Violences envers les femmes : écouter, croire, agir

Mardi 12 novembre, l’Observatoire départemental des violences envers les femmes organisait les 15e rencontres Femmes du monde en Seine-Saint-Denis. Une journée de partage d’expérience entre professionnel·le·s, de bilan des actions menées, et la publication des résultats d’une étude sur la prostitution des mineures.

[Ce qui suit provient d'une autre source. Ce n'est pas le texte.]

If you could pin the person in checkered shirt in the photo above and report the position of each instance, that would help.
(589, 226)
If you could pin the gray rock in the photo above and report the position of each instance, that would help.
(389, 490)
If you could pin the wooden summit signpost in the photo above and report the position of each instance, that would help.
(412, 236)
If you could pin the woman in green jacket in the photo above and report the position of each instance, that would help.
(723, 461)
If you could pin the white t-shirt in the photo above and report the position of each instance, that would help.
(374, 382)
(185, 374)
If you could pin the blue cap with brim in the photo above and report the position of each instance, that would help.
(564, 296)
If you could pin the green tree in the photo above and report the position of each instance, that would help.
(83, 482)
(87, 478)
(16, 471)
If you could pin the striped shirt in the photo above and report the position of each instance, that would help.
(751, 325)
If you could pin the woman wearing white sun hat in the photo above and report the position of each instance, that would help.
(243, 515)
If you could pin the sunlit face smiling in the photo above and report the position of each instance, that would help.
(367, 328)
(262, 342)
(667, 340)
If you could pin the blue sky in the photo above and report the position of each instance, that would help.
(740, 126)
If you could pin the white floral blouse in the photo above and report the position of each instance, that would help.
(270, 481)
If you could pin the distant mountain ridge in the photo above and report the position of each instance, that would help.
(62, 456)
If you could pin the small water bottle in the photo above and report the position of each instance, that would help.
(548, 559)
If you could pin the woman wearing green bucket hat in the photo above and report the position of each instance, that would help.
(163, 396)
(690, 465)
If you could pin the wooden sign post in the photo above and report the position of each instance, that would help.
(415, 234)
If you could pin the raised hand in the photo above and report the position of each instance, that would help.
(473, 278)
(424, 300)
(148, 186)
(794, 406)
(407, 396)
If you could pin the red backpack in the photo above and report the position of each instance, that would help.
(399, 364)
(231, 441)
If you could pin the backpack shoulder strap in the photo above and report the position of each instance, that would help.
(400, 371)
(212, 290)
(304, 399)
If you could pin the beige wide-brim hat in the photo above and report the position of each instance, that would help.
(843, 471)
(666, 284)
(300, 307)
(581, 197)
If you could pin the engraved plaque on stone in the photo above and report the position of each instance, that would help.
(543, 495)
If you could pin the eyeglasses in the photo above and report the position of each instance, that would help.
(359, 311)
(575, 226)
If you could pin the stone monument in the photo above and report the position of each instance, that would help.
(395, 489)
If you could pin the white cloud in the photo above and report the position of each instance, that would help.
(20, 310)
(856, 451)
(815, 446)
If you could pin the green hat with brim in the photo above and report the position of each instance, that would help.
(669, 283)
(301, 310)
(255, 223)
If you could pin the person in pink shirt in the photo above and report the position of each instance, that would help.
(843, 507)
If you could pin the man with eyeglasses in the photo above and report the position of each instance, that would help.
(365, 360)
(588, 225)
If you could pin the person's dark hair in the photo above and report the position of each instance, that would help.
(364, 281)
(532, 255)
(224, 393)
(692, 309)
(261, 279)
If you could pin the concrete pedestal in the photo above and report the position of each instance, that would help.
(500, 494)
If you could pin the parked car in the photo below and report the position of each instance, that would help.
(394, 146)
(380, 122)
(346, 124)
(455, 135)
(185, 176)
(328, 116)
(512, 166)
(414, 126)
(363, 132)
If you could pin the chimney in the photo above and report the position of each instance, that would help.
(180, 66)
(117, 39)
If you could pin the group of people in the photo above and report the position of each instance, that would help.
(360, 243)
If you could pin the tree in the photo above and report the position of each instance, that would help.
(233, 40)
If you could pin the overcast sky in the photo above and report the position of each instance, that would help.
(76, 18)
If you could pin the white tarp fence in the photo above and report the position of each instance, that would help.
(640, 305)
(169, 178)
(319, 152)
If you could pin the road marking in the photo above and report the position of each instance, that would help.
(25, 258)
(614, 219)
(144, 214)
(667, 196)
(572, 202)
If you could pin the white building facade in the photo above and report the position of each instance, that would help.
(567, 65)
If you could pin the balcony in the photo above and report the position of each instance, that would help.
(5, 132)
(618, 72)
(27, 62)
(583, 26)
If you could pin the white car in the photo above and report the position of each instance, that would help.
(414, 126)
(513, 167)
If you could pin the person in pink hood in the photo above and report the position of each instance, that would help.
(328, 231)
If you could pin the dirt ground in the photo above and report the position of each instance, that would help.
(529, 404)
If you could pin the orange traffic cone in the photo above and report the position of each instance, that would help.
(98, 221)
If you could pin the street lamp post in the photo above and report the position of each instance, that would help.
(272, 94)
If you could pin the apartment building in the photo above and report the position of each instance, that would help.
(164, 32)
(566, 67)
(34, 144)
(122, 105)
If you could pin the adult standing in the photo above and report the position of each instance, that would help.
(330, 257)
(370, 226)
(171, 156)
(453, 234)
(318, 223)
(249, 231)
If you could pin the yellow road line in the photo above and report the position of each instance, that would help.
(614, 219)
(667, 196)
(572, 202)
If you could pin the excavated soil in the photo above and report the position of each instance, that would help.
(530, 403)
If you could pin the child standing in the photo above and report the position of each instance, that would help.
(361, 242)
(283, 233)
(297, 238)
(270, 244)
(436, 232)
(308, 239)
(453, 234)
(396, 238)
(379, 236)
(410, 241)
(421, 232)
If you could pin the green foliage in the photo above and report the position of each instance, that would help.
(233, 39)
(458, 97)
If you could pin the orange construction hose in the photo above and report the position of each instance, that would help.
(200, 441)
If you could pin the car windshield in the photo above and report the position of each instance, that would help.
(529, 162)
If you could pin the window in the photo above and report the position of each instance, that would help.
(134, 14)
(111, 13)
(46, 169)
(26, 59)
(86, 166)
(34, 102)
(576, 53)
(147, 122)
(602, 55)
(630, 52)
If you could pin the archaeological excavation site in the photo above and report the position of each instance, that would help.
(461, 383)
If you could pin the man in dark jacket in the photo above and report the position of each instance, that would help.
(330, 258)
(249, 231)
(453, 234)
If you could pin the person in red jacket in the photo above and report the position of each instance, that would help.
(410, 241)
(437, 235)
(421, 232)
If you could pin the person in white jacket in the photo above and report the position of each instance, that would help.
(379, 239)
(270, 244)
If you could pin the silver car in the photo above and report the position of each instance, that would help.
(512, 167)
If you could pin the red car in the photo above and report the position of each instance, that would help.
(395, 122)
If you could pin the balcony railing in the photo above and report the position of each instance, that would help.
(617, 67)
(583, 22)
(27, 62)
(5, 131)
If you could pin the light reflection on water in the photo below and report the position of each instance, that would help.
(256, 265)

Chaque année, après avoir assisté aux rencontres de l’Observatoire départemental des violences envers les femmes , on repart à la fois convaincu qu’il reste encore beaucoup à accomplir mais motivé à bloc de voir autant de professionnel·le·s impliqué·e·s, coordonné·e·s et efficaces dans la lutte contre les violences envers les femmes. Il est vrai que la Seine-Saint-Denis est particulièrement active et innovante dans ce domaine. Au point que beaucoup des dix mesures prises par le Ministère de la Justice lors du Grenelle contre les violences conjugales ont tout d’abord été expérimentées avec succès dans notre département : attribution téléphone de de grave danger aux femmes menacées, ordonnance de protection, mesure d’accompagnement protégé des enfants lors des visites au père violent…

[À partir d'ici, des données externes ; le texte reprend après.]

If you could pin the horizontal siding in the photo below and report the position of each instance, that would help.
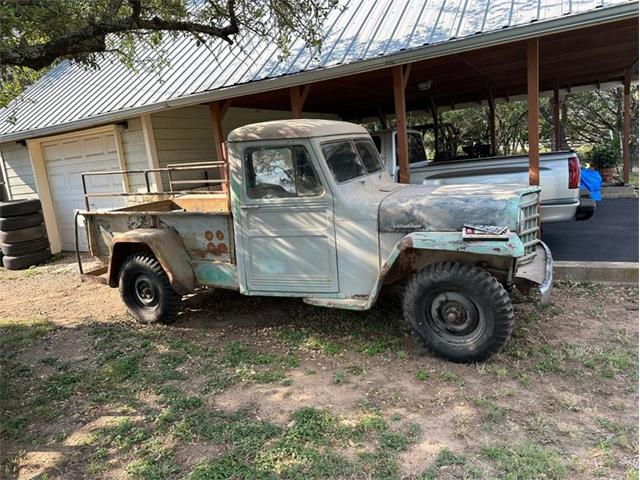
(20, 180)
(184, 135)
(135, 154)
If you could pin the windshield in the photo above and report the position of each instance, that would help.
(349, 159)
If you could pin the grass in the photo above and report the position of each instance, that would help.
(525, 460)
(163, 384)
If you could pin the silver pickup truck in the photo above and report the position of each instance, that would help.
(559, 174)
(310, 212)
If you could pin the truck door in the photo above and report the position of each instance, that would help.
(286, 222)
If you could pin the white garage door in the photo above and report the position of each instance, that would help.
(65, 160)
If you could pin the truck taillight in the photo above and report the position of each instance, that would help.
(574, 172)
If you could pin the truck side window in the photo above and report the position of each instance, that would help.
(342, 160)
(280, 172)
(377, 139)
(368, 155)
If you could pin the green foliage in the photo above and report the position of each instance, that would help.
(605, 155)
(35, 35)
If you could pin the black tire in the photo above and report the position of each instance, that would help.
(22, 248)
(479, 315)
(23, 235)
(16, 208)
(26, 261)
(24, 221)
(146, 291)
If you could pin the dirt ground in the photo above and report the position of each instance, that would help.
(272, 388)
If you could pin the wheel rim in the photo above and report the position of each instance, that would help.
(145, 292)
(454, 317)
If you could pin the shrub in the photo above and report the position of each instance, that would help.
(605, 155)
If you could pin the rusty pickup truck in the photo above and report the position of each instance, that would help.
(305, 208)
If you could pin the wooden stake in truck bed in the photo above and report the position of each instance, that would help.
(313, 214)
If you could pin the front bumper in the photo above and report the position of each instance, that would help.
(538, 272)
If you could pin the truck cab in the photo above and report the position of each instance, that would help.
(310, 211)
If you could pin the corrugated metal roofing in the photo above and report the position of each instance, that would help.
(364, 30)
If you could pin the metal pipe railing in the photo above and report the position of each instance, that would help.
(185, 167)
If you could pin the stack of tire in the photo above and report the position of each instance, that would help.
(23, 237)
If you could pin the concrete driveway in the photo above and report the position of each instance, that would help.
(611, 235)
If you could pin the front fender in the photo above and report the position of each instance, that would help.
(453, 242)
(166, 246)
(446, 241)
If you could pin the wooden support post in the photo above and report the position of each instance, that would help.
(298, 96)
(400, 77)
(626, 130)
(492, 123)
(533, 110)
(557, 145)
(383, 118)
(217, 111)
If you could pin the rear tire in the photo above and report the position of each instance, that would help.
(146, 291)
(460, 311)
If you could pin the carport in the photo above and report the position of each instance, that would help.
(380, 60)
(598, 55)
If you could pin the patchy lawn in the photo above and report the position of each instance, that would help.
(254, 388)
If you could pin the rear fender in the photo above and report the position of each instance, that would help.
(166, 246)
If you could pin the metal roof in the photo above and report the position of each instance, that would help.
(364, 35)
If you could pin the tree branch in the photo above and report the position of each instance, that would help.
(92, 38)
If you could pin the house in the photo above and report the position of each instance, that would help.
(378, 57)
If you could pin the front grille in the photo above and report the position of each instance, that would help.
(529, 225)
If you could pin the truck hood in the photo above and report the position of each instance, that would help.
(448, 208)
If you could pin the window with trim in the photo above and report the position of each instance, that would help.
(280, 172)
(349, 159)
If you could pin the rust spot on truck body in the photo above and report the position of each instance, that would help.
(217, 250)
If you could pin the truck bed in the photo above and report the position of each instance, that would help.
(203, 222)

Dans son intervention à la tribune, Renaud Le Breton de Vannoise, président du tribunal de grande instance de Bobigny, soulignait que 10 % des ordonnances de protection édictées le sont en Seine-Saint-Denis, alors qu’elle ne représente que 2% de la population française. Cela « parce qu’en Seine-Saint-Denis, on est désormais plus attentif à la parole des femmes. » Il a également déploré le fait qu’il faille en moyenne 32 jours pour que cette ordonnance de protection soit prononcée et effective. 32 jours, lorsqu’on est en danger, c’est effectivement très long… Renaud Le Breton de Vannoise propose de raccourcir ce délai à six jours, mais la difficulté serait de tenir le débat contradictoire dans un délai aussi court alors que les tribunaux sont déjà surchargés.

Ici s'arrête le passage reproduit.